Includes full text literary commentary and criticism, author biographies, work overviews, and reviews.
Literary texts, including many hard-to-find or out-of-print works, as well as important copyrighted works that may not be available in electronic format elsewhere.
When you place words in a library database's search box you are conducting a keyword search in the record for an item. The record contains information about the item, whether it be a book or an article, such as the title, author, year it was published, a summary, subjects, and in some cases the entire text of a work. Researchers in English and Literature can run into trouble because of the way keywords work and differ from subject headings and other fields.
Let's say we wanted to look in the catalog for Octavia Butler's Kindred as an example. If you simply type in kindred, you get the book itself as well as a lot of random things. If you add butler, you get a lot closer.
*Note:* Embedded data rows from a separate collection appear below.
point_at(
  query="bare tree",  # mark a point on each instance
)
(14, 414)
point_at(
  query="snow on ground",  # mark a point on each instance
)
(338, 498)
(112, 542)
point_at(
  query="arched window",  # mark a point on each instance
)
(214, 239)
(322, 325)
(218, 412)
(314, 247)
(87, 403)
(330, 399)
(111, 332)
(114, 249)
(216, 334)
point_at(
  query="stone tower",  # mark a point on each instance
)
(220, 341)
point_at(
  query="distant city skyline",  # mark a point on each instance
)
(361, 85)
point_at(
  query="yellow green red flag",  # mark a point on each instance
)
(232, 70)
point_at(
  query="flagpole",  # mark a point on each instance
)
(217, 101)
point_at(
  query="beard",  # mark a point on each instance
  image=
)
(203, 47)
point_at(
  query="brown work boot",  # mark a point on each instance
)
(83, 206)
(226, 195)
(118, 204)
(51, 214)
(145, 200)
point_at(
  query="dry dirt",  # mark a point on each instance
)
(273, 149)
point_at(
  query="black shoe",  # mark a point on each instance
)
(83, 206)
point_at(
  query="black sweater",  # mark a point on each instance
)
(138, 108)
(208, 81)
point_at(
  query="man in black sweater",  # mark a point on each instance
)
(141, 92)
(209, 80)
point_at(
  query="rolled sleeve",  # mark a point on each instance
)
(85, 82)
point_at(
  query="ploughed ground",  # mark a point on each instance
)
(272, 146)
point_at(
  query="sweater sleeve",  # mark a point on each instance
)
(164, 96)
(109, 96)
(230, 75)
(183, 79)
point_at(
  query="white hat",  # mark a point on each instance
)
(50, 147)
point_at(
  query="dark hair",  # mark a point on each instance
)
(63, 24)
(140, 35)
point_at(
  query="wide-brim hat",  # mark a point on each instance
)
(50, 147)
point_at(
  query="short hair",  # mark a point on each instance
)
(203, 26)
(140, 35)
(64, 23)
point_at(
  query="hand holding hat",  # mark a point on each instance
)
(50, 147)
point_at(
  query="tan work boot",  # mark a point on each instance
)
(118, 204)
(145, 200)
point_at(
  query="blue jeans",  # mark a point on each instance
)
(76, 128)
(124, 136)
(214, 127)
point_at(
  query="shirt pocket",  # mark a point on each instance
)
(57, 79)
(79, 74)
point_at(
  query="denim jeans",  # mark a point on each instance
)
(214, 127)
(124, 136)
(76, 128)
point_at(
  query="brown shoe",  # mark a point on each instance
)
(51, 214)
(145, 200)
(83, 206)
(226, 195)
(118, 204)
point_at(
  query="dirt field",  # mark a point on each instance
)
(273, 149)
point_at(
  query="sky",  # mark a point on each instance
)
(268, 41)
The library's advanced search allows you to specify what part of the record you want to look in. You have the option to search for a title, author/creator, subject, or ISSN (which you are unlikely to need).
The title and author are self-explanatory, but the subject requires a small explanation. Library databases assign subject headings to records as a way of tagging something as being about something. This can be especially helpful if you are looking for works that are about Octavia Butler rather than written by Octavia Butler.
Located under "Subject Terms" (the third link in the top menu), the thesaurus will help you identify the best term for your search as well as allow you to search for resources tagged with that term. There is a significant difference between the results when you search as a keyword and when using the subject term.
You've likely used or seen them used before, and while you don't need to know too much on the technical end, there are some that will help your search:
The asterisk extends the word, in that it will search for every word in the database that starts with the letters you typed before the asterisk. Be careful and thoughtful when using, since if you don't give enough of the word you can find a lot of unrelated words.
Putting two or more words in quotes groups those words together as an exact phrase, which will give more relevant results if it is two words that have a different meaning when used together than when used separately. For example, the words international and adoption have their own meaning as individual words, but when combined mean an adoption where the adopter and adoptee live in two separate countries.